AC-16(04) Association of Attributes by Authorized Individuals

Provide the capability to associate ac-16.4_prm_1 with ac-16.4_prm_2 by authorized individuals (or processes acting on behalf of individuals).

Parameter ID Definition
ac-16.4_prm_1 organization-defined security and privacy attributes
ac-16.4_prm_2 organization-defined subjects and objects
ac-16.04_odp.01 security attributes
ac-16.04_odp.02 security attributes
ac-16.04_odp.03 privacy attributes
ac-16.04_odp.04 privacy attributes
ac-16.04_odp.05 subjects
ac-16.04_odp.06 objects
ac-16.04_odp.07 subjects
ac-16.04_odp.08 objects

Baselines

Guidance

Systems, in general, provide the capability for privileged users to assign security and privacy attributes to system-defined subjects (e.g., users) and objects (e.g., directories, files, and ports).
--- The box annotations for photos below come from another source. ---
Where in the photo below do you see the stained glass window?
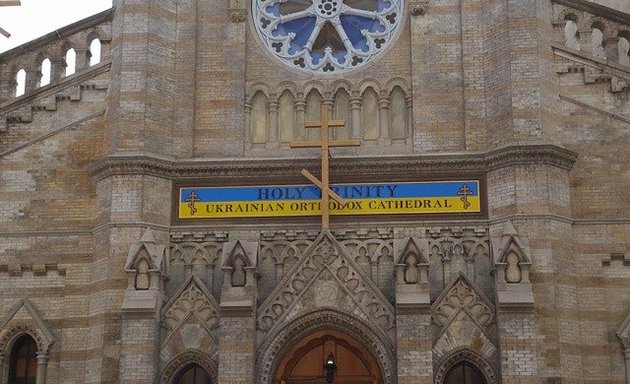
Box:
[252,0,403,73]
[9,335,37,384]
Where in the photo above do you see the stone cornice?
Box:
[551,0,630,24]
[0,59,112,115]
[0,8,114,63]
[90,145,577,180]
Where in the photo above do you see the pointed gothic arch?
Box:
[160,350,217,384]
[273,329,383,384]
[256,309,396,384]
[433,348,499,384]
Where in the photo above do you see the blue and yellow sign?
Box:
[178,180,481,219]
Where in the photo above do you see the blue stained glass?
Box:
[265,3,280,17]
[272,17,317,50]
[333,50,347,64]
[311,52,324,65]
[376,0,392,12]
[340,15,385,52]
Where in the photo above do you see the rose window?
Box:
[252,0,403,73]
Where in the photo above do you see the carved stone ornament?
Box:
[409,1,429,16]
[125,227,168,273]
[162,274,219,333]
[228,9,247,23]
[0,299,55,356]
[251,0,405,74]
[433,273,495,328]
[617,314,630,350]
[160,274,219,368]
[90,145,577,180]
[394,237,430,309]
[433,348,499,384]
[256,309,396,384]
[491,221,534,310]
[160,350,218,384]
[257,231,395,337]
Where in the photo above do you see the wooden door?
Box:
[274,330,383,384]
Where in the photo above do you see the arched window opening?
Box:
[15,69,26,97]
[250,91,269,144]
[135,258,151,291]
[332,88,352,140]
[90,38,101,67]
[305,89,323,141]
[444,361,486,384]
[9,335,37,384]
[175,364,211,384]
[591,23,606,59]
[389,86,409,140]
[66,48,77,76]
[361,88,379,140]
[39,59,52,87]
[564,14,580,51]
[278,90,295,143]
[617,31,630,67]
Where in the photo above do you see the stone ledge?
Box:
[90,144,577,181]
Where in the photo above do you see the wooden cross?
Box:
[457,184,474,209]
[289,104,361,229]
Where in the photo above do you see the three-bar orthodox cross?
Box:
[290,104,361,229]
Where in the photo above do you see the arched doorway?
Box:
[9,335,37,384]
[444,361,486,384]
[273,330,383,384]
[175,364,212,384]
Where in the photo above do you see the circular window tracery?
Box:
[252,0,403,73]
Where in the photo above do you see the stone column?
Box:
[294,98,306,141]
[394,239,433,384]
[50,57,66,84]
[74,47,89,73]
[218,238,258,384]
[378,95,390,144]
[245,101,253,144]
[267,99,279,147]
[623,344,630,384]
[350,97,361,139]
[0,353,7,384]
[35,352,48,384]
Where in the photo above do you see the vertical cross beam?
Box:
[290,104,361,229]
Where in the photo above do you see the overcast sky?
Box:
[0,0,112,52]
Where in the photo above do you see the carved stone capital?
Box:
[409,1,429,16]
[228,9,247,23]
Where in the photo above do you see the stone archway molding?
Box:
[256,309,396,384]
[160,349,218,384]
[433,348,499,384]
[0,299,55,384]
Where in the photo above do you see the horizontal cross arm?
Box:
[289,140,361,148]
[304,120,346,128]
[302,169,348,205]
[328,140,361,147]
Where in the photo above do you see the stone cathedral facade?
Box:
[0,0,630,384]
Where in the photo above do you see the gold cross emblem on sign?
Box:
[289,104,361,229]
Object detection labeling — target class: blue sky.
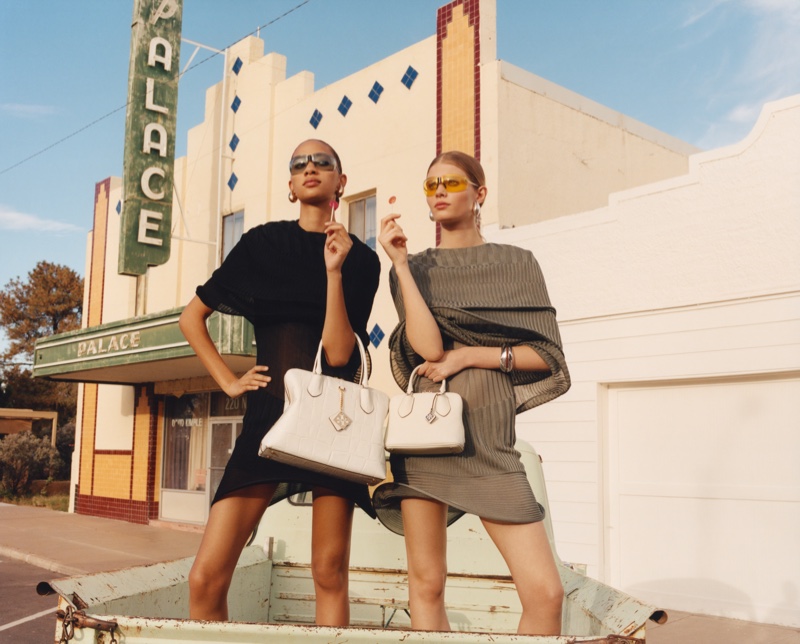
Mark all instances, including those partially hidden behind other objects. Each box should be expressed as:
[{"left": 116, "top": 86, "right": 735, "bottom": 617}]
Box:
[{"left": 0, "top": 0, "right": 800, "bottom": 288}]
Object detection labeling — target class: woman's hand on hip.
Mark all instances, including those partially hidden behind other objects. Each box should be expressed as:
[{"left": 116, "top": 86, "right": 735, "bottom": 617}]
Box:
[
  {"left": 417, "top": 348, "right": 470, "bottom": 382},
  {"left": 325, "top": 221, "right": 353, "bottom": 272},
  {"left": 378, "top": 213, "right": 408, "bottom": 265},
  {"left": 225, "top": 364, "right": 272, "bottom": 398}
]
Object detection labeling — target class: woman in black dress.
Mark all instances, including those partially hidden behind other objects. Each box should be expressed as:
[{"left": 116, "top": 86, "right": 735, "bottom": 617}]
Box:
[
  {"left": 180, "top": 140, "right": 380, "bottom": 626},
  {"left": 373, "top": 152, "right": 570, "bottom": 635}
]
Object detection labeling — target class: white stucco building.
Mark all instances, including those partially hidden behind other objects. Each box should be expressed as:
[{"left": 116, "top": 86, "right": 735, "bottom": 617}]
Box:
[{"left": 34, "top": 0, "right": 800, "bottom": 625}]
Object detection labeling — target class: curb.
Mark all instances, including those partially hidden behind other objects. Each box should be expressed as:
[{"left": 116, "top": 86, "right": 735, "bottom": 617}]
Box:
[{"left": 0, "top": 546, "right": 88, "bottom": 577}]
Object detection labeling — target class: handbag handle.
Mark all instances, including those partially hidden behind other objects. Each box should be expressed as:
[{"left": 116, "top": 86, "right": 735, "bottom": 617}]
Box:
[
  {"left": 314, "top": 333, "right": 369, "bottom": 387},
  {"left": 306, "top": 333, "right": 375, "bottom": 414},
  {"left": 406, "top": 365, "right": 447, "bottom": 394}
]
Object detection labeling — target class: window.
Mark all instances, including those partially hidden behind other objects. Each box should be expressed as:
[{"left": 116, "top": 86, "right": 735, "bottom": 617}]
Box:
[
  {"left": 222, "top": 210, "right": 244, "bottom": 261},
  {"left": 162, "top": 394, "right": 208, "bottom": 491},
  {"left": 347, "top": 195, "right": 376, "bottom": 250}
]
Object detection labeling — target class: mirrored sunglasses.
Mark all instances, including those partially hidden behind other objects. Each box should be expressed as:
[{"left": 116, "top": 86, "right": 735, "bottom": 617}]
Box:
[
  {"left": 422, "top": 174, "right": 478, "bottom": 197},
  {"left": 289, "top": 152, "right": 337, "bottom": 174}
]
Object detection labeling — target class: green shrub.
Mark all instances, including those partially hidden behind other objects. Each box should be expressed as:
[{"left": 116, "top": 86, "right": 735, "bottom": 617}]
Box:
[{"left": 0, "top": 432, "right": 62, "bottom": 496}]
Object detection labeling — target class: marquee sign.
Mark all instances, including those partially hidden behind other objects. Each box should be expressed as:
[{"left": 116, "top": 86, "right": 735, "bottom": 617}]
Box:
[{"left": 117, "top": 0, "right": 183, "bottom": 275}]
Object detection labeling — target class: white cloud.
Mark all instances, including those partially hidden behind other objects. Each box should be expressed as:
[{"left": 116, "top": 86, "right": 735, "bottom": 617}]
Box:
[
  {"left": 0, "top": 103, "right": 56, "bottom": 118},
  {"left": 0, "top": 204, "right": 83, "bottom": 233},
  {"left": 690, "top": 0, "right": 800, "bottom": 148}
]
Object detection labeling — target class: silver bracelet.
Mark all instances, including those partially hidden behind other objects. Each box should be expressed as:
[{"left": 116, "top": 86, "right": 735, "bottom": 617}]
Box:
[{"left": 500, "top": 344, "right": 514, "bottom": 373}]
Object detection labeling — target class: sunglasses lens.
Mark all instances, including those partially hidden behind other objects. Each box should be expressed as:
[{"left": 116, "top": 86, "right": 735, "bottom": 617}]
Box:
[
  {"left": 442, "top": 176, "right": 467, "bottom": 192},
  {"left": 422, "top": 174, "right": 469, "bottom": 197},
  {"left": 289, "top": 157, "right": 308, "bottom": 174},
  {"left": 289, "top": 153, "right": 336, "bottom": 174},
  {"left": 311, "top": 154, "right": 336, "bottom": 172}
]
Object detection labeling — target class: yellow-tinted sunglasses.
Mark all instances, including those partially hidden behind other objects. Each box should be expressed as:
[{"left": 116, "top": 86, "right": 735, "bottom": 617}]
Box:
[{"left": 422, "top": 174, "right": 478, "bottom": 197}]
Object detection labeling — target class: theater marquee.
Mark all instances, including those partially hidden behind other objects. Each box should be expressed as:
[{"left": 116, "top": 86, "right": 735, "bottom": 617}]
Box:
[{"left": 118, "top": 0, "right": 183, "bottom": 275}]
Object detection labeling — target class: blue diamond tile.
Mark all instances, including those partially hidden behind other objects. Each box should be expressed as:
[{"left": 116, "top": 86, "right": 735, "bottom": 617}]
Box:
[
  {"left": 369, "top": 81, "right": 383, "bottom": 103},
  {"left": 339, "top": 96, "right": 353, "bottom": 116},
  {"left": 369, "top": 324, "right": 386, "bottom": 349},
  {"left": 400, "top": 65, "right": 419, "bottom": 89}
]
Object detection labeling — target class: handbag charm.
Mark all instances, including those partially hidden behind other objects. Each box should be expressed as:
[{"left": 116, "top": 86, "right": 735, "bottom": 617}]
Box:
[
  {"left": 425, "top": 394, "right": 450, "bottom": 423},
  {"left": 330, "top": 387, "right": 353, "bottom": 432}
]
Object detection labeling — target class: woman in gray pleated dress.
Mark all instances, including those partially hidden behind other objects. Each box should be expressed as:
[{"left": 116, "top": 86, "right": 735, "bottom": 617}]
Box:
[{"left": 373, "top": 152, "right": 570, "bottom": 635}]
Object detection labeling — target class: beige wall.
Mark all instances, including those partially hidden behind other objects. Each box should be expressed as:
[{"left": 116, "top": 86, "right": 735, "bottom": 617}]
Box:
[
  {"left": 485, "top": 61, "right": 698, "bottom": 227},
  {"left": 486, "top": 95, "right": 800, "bottom": 624}
]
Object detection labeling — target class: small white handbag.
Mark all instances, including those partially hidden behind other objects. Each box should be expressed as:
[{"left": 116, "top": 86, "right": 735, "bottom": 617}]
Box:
[
  {"left": 385, "top": 367, "right": 464, "bottom": 454},
  {"left": 259, "top": 336, "right": 389, "bottom": 485}
]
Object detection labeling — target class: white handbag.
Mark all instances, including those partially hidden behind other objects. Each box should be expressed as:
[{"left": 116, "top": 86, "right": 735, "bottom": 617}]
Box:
[
  {"left": 259, "top": 336, "right": 389, "bottom": 485},
  {"left": 385, "top": 367, "right": 464, "bottom": 454}
]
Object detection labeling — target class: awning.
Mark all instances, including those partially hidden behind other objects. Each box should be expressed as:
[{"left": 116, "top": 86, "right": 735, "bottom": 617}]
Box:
[{"left": 33, "top": 308, "right": 256, "bottom": 384}]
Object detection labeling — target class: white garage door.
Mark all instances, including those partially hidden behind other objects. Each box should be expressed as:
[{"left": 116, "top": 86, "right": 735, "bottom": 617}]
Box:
[{"left": 605, "top": 378, "right": 800, "bottom": 626}]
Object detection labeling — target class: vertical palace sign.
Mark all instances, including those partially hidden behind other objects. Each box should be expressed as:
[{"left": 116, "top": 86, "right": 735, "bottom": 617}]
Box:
[{"left": 118, "top": 0, "right": 183, "bottom": 275}]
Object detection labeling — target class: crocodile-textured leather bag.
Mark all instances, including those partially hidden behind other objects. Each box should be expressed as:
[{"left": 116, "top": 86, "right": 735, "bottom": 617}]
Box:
[
  {"left": 385, "top": 369, "right": 464, "bottom": 454},
  {"left": 259, "top": 336, "right": 389, "bottom": 485}
]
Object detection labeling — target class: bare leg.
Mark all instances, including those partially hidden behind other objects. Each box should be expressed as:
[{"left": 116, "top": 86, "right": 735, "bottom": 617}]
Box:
[
  {"left": 189, "top": 484, "right": 276, "bottom": 621},
  {"left": 400, "top": 499, "right": 450, "bottom": 631},
  {"left": 481, "top": 519, "right": 564, "bottom": 635},
  {"left": 311, "top": 488, "right": 354, "bottom": 626}
]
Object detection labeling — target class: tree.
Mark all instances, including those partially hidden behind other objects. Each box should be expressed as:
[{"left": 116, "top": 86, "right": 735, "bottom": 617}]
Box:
[
  {"left": 0, "top": 261, "right": 83, "bottom": 484},
  {"left": 0, "top": 432, "right": 63, "bottom": 496},
  {"left": 0, "top": 261, "right": 83, "bottom": 361}
]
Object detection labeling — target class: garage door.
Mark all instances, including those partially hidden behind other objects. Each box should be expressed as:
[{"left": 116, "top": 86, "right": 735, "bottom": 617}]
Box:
[{"left": 604, "top": 377, "right": 800, "bottom": 626}]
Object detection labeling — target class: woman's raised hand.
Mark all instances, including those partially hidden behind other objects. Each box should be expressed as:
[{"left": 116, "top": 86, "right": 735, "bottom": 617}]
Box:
[
  {"left": 325, "top": 221, "right": 353, "bottom": 272},
  {"left": 225, "top": 364, "right": 272, "bottom": 398},
  {"left": 378, "top": 213, "right": 408, "bottom": 264}
]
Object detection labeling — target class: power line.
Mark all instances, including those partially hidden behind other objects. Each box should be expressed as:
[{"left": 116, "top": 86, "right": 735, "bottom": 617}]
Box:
[{"left": 0, "top": 0, "right": 311, "bottom": 175}]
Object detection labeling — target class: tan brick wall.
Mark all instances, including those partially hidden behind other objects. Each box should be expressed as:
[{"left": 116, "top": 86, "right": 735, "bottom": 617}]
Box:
[
  {"left": 441, "top": 5, "right": 476, "bottom": 154},
  {"left": 92, "top": 453, "right": 132, "bottom": 499},
  {"left": 131, "top": 389, "right": 150, "bottom": 501},
  {"left": 78, "top": 383, "right": 97, "bottom": 494}
]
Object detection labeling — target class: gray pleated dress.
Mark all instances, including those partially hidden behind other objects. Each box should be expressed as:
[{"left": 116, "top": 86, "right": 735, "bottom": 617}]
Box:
[{"left": 372, "top": 244, "right": 569, "bottom": 534}]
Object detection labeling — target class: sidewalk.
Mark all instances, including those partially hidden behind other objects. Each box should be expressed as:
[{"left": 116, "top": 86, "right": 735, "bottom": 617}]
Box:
[
  {"left": 0, "top": 503, "right": 800, "bottom": 644},
  {"left": 0, "top": 503, "right": 202, "bottom": 581}
]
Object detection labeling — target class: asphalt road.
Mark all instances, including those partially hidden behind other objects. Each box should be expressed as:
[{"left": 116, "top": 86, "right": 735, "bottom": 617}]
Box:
[{"left": 0, "top": 557, "right": 63, "bottom": 644}]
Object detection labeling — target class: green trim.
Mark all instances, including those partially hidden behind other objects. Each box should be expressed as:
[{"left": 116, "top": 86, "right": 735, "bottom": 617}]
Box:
[{"left": 33, "top": 308, "right": 256, "bottom": 380}]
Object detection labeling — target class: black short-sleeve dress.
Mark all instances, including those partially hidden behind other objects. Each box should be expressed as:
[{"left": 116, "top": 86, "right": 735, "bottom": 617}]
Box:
[{"left": 197, "top": 221, "right": 380, "bottom": 517}]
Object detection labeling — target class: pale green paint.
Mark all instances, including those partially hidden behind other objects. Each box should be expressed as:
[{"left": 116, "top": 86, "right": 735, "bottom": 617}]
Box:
[
  {"left": 117, "top": 0, "right": 183, "bottom": 275},
  {"left": 33, "top": 308, "right": 256, "bottom": 377}
]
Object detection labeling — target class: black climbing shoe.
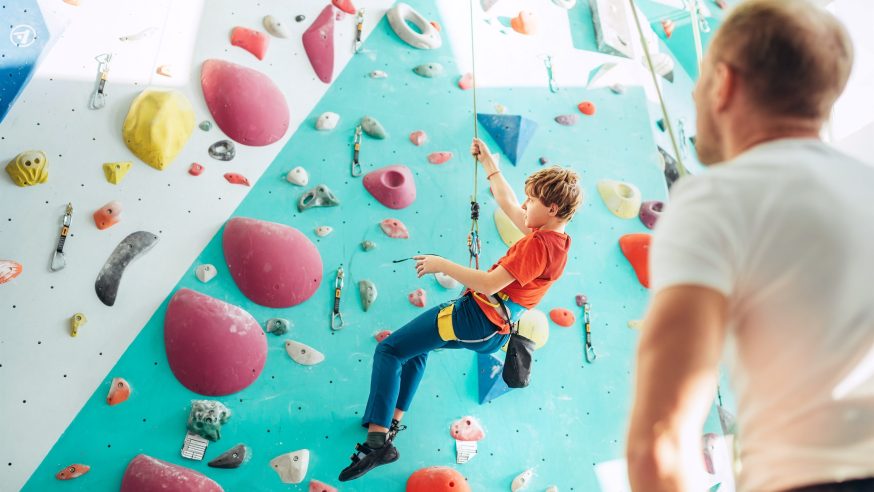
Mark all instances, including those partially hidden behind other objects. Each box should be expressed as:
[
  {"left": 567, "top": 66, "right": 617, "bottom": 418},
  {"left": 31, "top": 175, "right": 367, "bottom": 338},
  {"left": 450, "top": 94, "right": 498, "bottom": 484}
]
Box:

Some systems provide additional capability for general users to assign security and privacy attributes to additional objects (e.g., files, emails). The association of attributes by authorized individuals is described in the design documentation. The support provided by systems can include prompting users to select security and privacy attributes to be associated with information objects, employing automated mechanisms to categorize information with attributes based on defined policies, or ensuring that the combination of the security or privacy attributes selected is valid. Organizations consider the creation, deletion, or modification of attributes when defining auditable events.